Posted by Michael Malak <mi...@yahoo.com.INVALID>.
I see you've been burning the midnight oil.

      From: Reynold Xin <rx...@databricks.com>
 To: "dev@spark.apache.org" <de...@spark.apache.org> 
 Sent: Friday, April 1, 2016 1:15 AM
 Subject: [discuss] using deep learning to improve Spark
   
Hi all,
Hope you all enjoyed the Tesla 3 unveiling earlier tonight.
I'd like to bring your attention to a project called DeepSpark that we have been working on for the past three years. We realized that scaling software development was challenging. A large fraction of software engineering has been manual and mundane: writing test cases, fixing bugs, implementing features according to specs, and reviewing pull requests.
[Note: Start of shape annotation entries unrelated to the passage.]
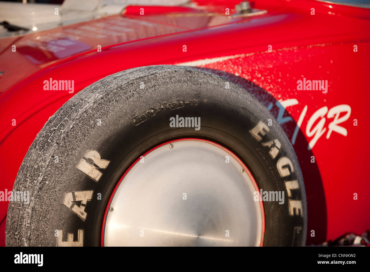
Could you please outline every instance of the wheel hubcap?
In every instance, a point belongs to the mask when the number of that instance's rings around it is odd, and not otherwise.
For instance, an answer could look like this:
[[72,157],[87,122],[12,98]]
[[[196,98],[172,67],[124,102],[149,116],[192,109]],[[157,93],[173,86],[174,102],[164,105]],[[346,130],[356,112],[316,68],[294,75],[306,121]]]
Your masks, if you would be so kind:
[[111,197],[104,246],[258,246],[259,189],[236,155],[210,141],[180,139],[141,157]]

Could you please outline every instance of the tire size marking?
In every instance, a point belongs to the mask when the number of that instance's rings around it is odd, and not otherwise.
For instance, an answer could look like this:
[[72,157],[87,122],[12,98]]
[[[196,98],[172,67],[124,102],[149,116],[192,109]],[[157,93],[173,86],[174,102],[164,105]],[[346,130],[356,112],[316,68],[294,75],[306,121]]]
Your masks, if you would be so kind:
[[[262,121],[260,121],[255,127],[249,130],[250,134],[258,142],[260,142],[262,140],[262,138],[269,131],[270,128]],[[263,146],[269,148],[270,150],[269,153],[273,159],[274,159],[276,157],[281,147],[281,144],[277,139],[262,143],[262,145]],[[260,148],[259,147],[257,148],[257,150],[260,150]],[[287,177],[294,172],[293,164],[290,160],[287,157],[280,158],[278,160],[276,166],[281,178]],[[271,168],[271,167],[270,168]],[[288,197],[291,198],[292,196],[291,190],[299,189],[298,181],[297,180],[286,181],[285,184],[286,190],[288,193]],[[290,215],[292,216],[294,215],[303,216],[302,202],[300,200],[290,199],[289,200],[289,203]]]
[[[87,214],[85,211],[87,201],[92,197],[92,191],[72,192],[65,193],[63,204],[74,212],[84,221],[86,219]],[[78,206],[77,201],[81,201],[81,206]]]
[[73,234],[68,234],[68,239],[67,241],[62,241],[63,238],[63,231],[58,230],[58,236],[57,237],[57,246],[83,246],[84,245],[84,230],[79,229],[77,240],[73,241]]
[[158,108],[151,107],[141,113],[135,115],[131,119],[131,123],[134,125],[137,125],[153,117],[159,111],[166,111],[181,108],[185,105],[188,104],[196,106],[198,105],[198,100],[192,99],[188,102],[185,102],[182,99],[177,99],[170,102],[161,103]]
So we started this project to see how much we could automate.
After three years of development and one year of testing, we now have enough confidence that this could work well in practice. For example, Matei confessed to me today: "It looks like DeepSpark has a better understanding of Spark internals than I ever will. It updated several pieces of code I wrote long ago that even I no longer understood.”

I think it's time to discuss as a community about how we want to continue this project to ensure Spark is stable, secure, and easy to use yet able to progress as fast as possible. I'm still working on a more formal design doc, and it might take a little bit more time since I haven't been able to fully grasp DeepSpark's capabilities yet. Based on my understanding right now, I've written a blog post about DeepSpark here: https://databricks.com/blog/2016/04/01/unreasonable-effectiveness-of-deep-learning-on-spark.html

Please take a look and share your thoughts. Obviously, this is an ambitious project and could take many years to fully implement. One major challenge is cost. The current Spark Jenkins infrastructure provided by the AMPLab has only 8 machines, but DeepSpark uses 12000 machines. I'm not sure whether AMPLab or Databricks can fund DeepSpark's operation for a long period of time. Perhaps AWS can help out here. Let me know if you have other ideas.